Pendar-pendar
jingga menerobos masuk ke dalam kamar yang gelap gulita. Jangan sengaja masuk
ke sana bila tak ingin tersandung buku, baju, bahkan gelas, piring dan botol
arak. Bau yang luar biasa menusuk hidung akan mudah kau temui. Tak ada
seorangpun mampu hidup di tempat yang mirip bangkai kapal yang telah karam di
dasar lautan selain Nando. Lelaki berkulit putih dengan mata elang yang
terluka, badan membungkuk dan wajah yang lebih tua 10 tahun dari aslinya. Seorang
bergelar master yang memutuskan untuk mengunci diri di tepian hati bersama
kesunyian.
Tak banyak
yang mengenal lelaki ini, selain dia adalah orang aneh, pengangguran, pemalas
dan pemarah. Bahkan tetangganya menganggap dia sudah lama mati. Memang raganya
masih ada, tapi jiwa dan akalnya sudah mati. Rumah tak terurus dan nyaris
ambruk terkesan angker dan berhantu. Siapapun tak ada yang ingin lewat di depan
rumah seram itu.
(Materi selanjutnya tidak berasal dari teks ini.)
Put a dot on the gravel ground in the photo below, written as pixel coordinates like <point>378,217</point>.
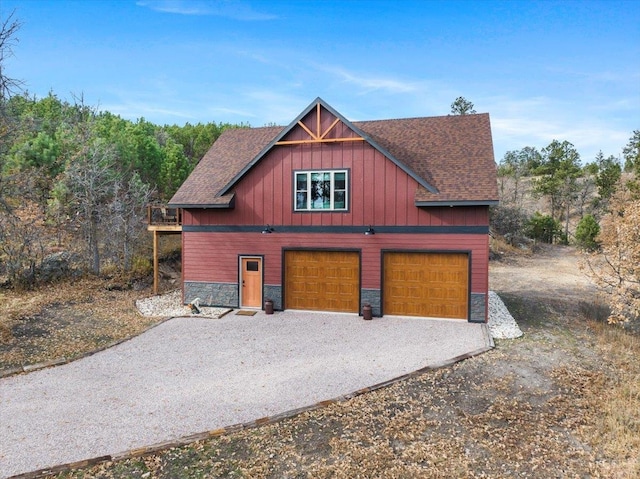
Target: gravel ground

Bila mampu, lebih baik mengambil jalan memutar. Tak apa lebih
jauh dan lebih lelah, selama tak lewat rumah Nando.
Matahari sudah
meninggi. Suara anak-anak dengan ceria menyenandungkan lagu-lagu pengantar
sekolah dan aroma berbagai masakan dari ibu-ibu tetangga menyusup lembut
melalui jendela kayu rapuh. Tapi Nando masih setia berada di atas pembaringan
meski mata elang yang terluka telah terbuka sepenuhnya. Matanya nyalang,
seperti melihat sesuatu di dalam kegelapan.
“Argh! Aku benci
pagi! Aku benci hidup! Kenapa harus ada pagi yang merenggut kekasihku pergi
dari sisiku?”
Teriakan kehilangan
terdengar memekakkan, disertai dengan suara bantingan barang. Entah apa lagi
yang bisa dibantingnya. Rasa-rasanya semua barang sudah pecah. Bayangkan saja,
lima tahun dia terus seperti itu. Bangun pagi, berteriak dan membanting barang.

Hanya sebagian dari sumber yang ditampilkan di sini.